Graphical Tools for Detecting Nonnormality
Useful graphical tools for assessing the normality of a given variable are histograms (with super-imposed normal curve) and normal probability plots.
Histogram
library(carData)
data(Anscombe)
mod_anscombe <- lm(income ~ education + young + urban, data = Anscombe)
olsrr::ols_plot_resid_hist(mod_anscombe)
You can manually create histograms using ggplot.
library(ggplot2)
ggplot(data.frame(resid = resid(mod_anscombe)),
aes(x = resid)) +
geom_histogram(aes(y=..density..), bins = 10) + theme_bw()
Normal Probability Plots
In general, this is called the Quantile-Quantile Plot, but for normal distribution.
We plot on y-axis the residuals (can be standardized) and then we plot on the x-axis the theoretical quantiles of the residuals if we assume that it follows the normal distribution.
The following summarizes the steps in creating a normal probability plot:
- Let \(e_{(1)}<e_{(2)}<\cdots<e_{(n)}\) be the residuals ranked in increasing order.
- Calculate the empirical cumulative probabilities as \(p_i=\frac{i-0.5}{n}\)
- Compute theoretical quantiles of each \(e_{(i)}\) as \(\Phi^{-1}(p_i)\), where \(\Phi\) is the cdf of a standard normal distribution.
- Plot the residuals on the y-axis, and the theoretical quantiles on the x-axis.
The resulting scatter plot should look like a straight line. Substantial departures from a straight line indicate that the distribution is not normal.

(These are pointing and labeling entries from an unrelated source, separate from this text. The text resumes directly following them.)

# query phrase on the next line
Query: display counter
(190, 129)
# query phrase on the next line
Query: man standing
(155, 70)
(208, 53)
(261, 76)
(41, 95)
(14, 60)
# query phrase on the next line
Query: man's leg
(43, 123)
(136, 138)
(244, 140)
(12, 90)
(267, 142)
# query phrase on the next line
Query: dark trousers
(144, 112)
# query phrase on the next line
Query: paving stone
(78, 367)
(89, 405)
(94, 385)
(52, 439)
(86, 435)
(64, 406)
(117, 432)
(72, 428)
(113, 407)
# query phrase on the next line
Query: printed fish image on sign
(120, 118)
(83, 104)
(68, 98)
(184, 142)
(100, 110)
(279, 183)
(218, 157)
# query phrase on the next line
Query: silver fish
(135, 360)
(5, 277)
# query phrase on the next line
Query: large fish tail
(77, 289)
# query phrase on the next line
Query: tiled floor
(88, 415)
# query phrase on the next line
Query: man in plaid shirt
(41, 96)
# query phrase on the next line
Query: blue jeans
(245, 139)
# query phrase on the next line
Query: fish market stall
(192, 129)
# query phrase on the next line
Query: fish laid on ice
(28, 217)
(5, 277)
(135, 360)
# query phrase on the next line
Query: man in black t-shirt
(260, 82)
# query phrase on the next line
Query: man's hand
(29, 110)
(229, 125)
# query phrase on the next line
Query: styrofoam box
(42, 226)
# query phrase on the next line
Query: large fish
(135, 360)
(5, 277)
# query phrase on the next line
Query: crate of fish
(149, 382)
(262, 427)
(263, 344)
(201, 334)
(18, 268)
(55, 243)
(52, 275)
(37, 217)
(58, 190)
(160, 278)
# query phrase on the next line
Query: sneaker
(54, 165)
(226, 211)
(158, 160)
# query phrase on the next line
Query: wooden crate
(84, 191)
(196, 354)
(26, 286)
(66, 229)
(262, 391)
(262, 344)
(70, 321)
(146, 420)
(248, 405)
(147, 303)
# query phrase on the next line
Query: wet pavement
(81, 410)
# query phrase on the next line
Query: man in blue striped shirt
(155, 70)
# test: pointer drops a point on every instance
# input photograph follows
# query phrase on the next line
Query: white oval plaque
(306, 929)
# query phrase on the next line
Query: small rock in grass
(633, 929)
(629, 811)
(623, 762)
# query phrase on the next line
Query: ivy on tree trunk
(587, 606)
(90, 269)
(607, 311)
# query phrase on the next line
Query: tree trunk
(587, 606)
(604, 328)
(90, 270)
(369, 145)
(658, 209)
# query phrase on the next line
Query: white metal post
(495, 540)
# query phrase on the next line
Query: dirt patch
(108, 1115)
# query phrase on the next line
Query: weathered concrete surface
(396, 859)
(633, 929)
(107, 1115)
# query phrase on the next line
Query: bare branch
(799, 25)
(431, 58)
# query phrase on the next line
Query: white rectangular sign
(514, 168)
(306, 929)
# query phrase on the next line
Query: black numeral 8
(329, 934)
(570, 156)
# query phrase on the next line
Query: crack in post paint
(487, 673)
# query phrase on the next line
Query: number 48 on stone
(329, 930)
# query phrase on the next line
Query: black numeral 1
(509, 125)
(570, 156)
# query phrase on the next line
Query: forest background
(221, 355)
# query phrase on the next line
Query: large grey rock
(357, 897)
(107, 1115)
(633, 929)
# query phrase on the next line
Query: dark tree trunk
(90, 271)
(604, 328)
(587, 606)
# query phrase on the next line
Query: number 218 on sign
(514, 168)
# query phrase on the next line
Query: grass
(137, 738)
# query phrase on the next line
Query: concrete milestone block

The straight line is usually determined visually, with emphasis on the central values rather than the extremes.
But sometimes, the standardized residuals is used so the scatter plot can be easily compared to the diagonal line \(y=x\)

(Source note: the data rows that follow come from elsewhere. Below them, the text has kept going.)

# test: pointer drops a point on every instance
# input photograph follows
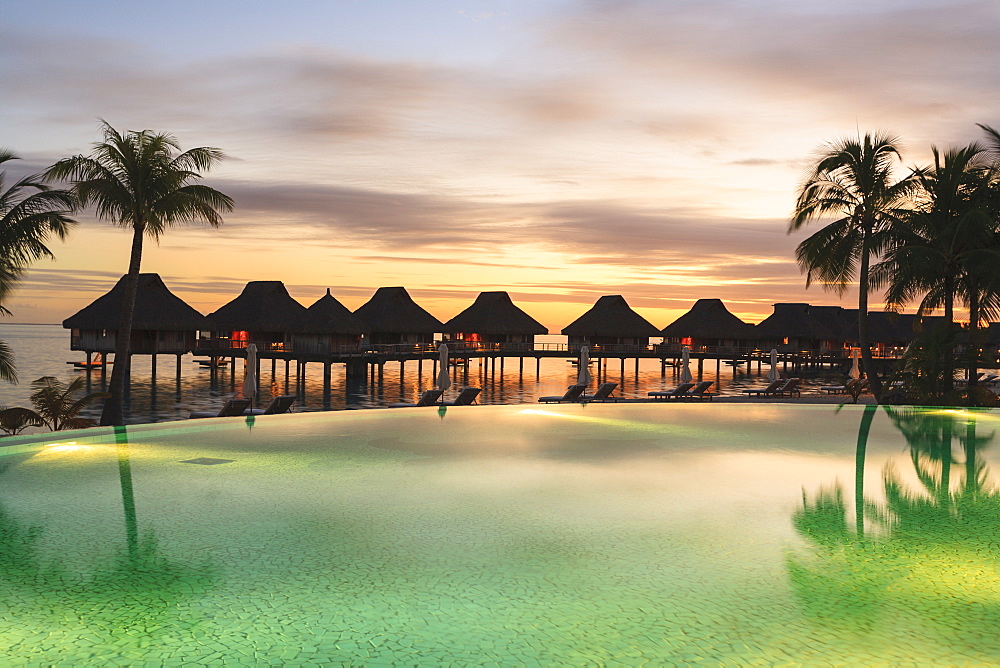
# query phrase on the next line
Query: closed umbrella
(773, 373)
(444, 378)
(250, 379)
(685, 365)
(583, 378)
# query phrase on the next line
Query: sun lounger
(573, 393)
(789, 389)
(279, 404)
(766, 391)
(675, 393)
(603, 393)
(852, 385)
(232, 408)
(700, 392)
(428, 398)
(466, 397)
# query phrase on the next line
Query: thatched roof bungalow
(889, 333)
(393, 318)
(327, 327)
(161, 322)
(610, 322)
(800, 326)
(708, 323)
(493, 318)
(263, 313)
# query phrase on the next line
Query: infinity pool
(745, 534)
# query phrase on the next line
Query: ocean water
(43, 350)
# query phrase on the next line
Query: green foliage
(15, 420)
(143, 182)
(926, 375)
(853, 182)
(57, 405)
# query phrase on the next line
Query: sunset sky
(557, 149)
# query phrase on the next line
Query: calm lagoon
(44, 350)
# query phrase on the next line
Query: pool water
(507, 535)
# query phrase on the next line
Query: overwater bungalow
(394, 318)
(327, 327)
(610, 322)
(493, 319)
(802, 327)
(889, 333)
(263, 313)
(708, 324)
(161, 322)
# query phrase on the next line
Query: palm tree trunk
(949, 322)
(973, 337)
(859, 469)
(866, 354)
(113, 414)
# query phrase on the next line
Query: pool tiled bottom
(615, 535)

The codes above are just to explain how to construct a Q-Q plot manually. There are ready functions you can use to show the Normal Probability Plots.
Interpreting the Normal Probability Plot
Remarks:
- Small sample sizes (n ≤ 16) often produce normal probability plots that deviate substantially from the diagonal line.

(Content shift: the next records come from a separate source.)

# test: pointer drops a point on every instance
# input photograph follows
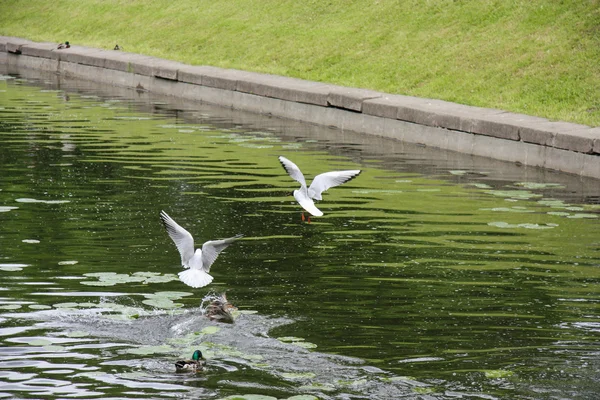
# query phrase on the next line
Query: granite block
(82, 55)
(350, 98)
(573, 137)
(13, 45)
(284, 88)
(166, 69)
(196, 73)
(42, 50)
(385, 106)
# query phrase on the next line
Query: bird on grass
(305, 195)
(196, 364)
(197, 262)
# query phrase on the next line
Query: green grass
(538, 57)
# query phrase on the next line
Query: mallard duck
(304, 196)
(196, 364)
(197, 261)
(220, 310)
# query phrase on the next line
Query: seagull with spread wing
(305, 195)
(196, 261)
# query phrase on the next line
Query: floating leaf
(513, 194)
(536, 185)
(67, 262)
(209, 330)
(148, 350)
(298, 375)
(583, 215)
(28, 200)
(76, 334)
(10, 307)
(497, 373)
(558, 213)
(39, 307)
(12, 267)
(500, 224)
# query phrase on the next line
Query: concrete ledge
(13, 45)
(42, 50)
(284, 88)
(82, 55)
(350, 98)
(480, 131)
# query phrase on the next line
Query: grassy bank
(538, 57)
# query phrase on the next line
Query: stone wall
(524, 139)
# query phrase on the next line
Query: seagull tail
(195, 277)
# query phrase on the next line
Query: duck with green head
(196, 364)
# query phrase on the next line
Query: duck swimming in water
(196, 364)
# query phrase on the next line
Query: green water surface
(427, 277)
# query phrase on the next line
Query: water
(433, 275)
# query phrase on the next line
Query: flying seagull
(304, 196)
(197, 262)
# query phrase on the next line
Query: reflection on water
(431, 275)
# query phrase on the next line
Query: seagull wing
(328, 180)
(182, 238)
(212, 248)
(292, 170)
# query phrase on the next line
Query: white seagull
(196, 261)
(304, 196)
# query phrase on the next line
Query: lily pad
(10, 306)
(39, 307)
(497, 373)
(209, 330)
(514, 194)
(500, 224)
(148, 350)
(76, 334)
(28, 200)
(298, 375)
(112, 278)
(583, 215)
(68, 262)
(12, 267)
(537, 185)
(296, 341)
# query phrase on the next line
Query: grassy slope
(538, 57)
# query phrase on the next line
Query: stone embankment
(498, 134)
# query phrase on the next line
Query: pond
(432, 275)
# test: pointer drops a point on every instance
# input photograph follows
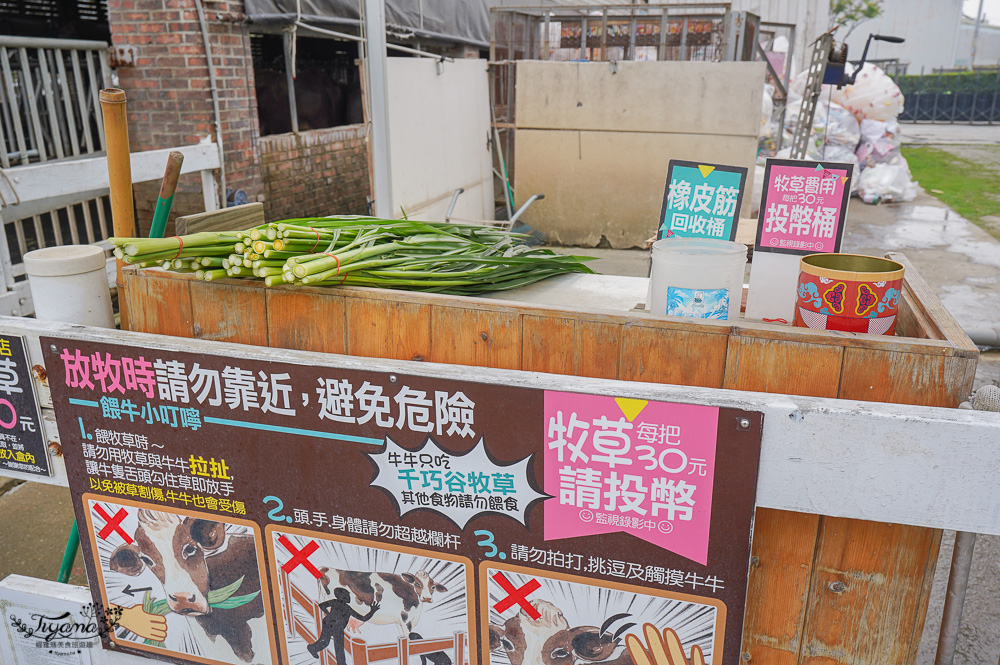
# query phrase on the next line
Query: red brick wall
(169, 99)
(319, 172)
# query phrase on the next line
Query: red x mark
(111, 523)
(300, 557)
(515, 595)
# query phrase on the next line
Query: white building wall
(930, 28)
(439, 124)
(987, 46)
(811, 19)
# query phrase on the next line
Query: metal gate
(952, 97)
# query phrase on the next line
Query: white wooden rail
(42, 187)
(894, 463)
(36, 189)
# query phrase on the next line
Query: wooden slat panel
(783, 549)
(570, 346)
(660, 355)
(476, 337)
(229, 311)
(774, 366)
(880, 567)
(236, 218)
(906, 378)
(546, 344)
(158, 305)
(598, 349)
(306, 320)
(379, 328)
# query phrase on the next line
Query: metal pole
(975, 36)
(378, 92)
(293, 108)
(958, 583)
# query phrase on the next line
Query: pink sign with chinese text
(803, 207)
(644, 468)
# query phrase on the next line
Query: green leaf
(160, 607)
(216, 596)
(235, 601)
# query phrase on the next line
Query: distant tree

- For large sample sizes (n ≥ 32), the plots are much better behaved.
- Usually about 20 points are required to produce normal probability plots that are stable enough to be easily interpreted.
- A common defect that shows up on the normal probability plot is the occurrence of one or two large residuals. These can be found at the either end of the qq plot, and may largely deviate from the straight line. Sometimes, this is an indication that the corresponding observations are outliers.
Testing for Nonnormality
\[\begin{align} Ho:& \text{ the error terms are normally distributed}\\ Ha: & \text{ the error terms are not normally distributed} \end{align}\]
The following are some of the tests that may be used for validating the assumption of normality of the error terms.
\(\chi^2\) Goodness-of-fit-test
Description: The interest is in the number of subjects or objects that fall in various categories. In the \(\chi^2\) goodness-of-fit test, we wish to test whether a significant difference exists between an observed number of objects in a category and an expected number of observations based on the null hypothesis. (This is discussed in full in Stat 132)
Strengths: A very intuitive test. Easy to visualize using histogram.
Weaknesses: The test is very sensitive to the binning process. There is also a requirement for the expected frequencies per bin (≥ 5).
##
## Pearson chi-square normality test
##
## data: resid(mod_anscombe)
## P = 8.8039, p-value = 0.267
Kolmogorov-Smirnov One-Sample Test
Also called “Lilliefors Test”
Description: This is another goodness-of-fit test that is concerned with the degree of agreement between the distribution of a set of observed scores and some specified distribution (This is discussed in full in Stat 132).
Strengths: It is not sensitive to departure from other assumptions. It is also not sensitive to several identical values.
Weaknesses: It is less powerful than most tests for normality. It requires larger sample size being a nonparametric test.
The following R codes performs the Lilliefors test. While the test statistic are the same, p-values may be different, since assumed sampling distribution are different in the two functions.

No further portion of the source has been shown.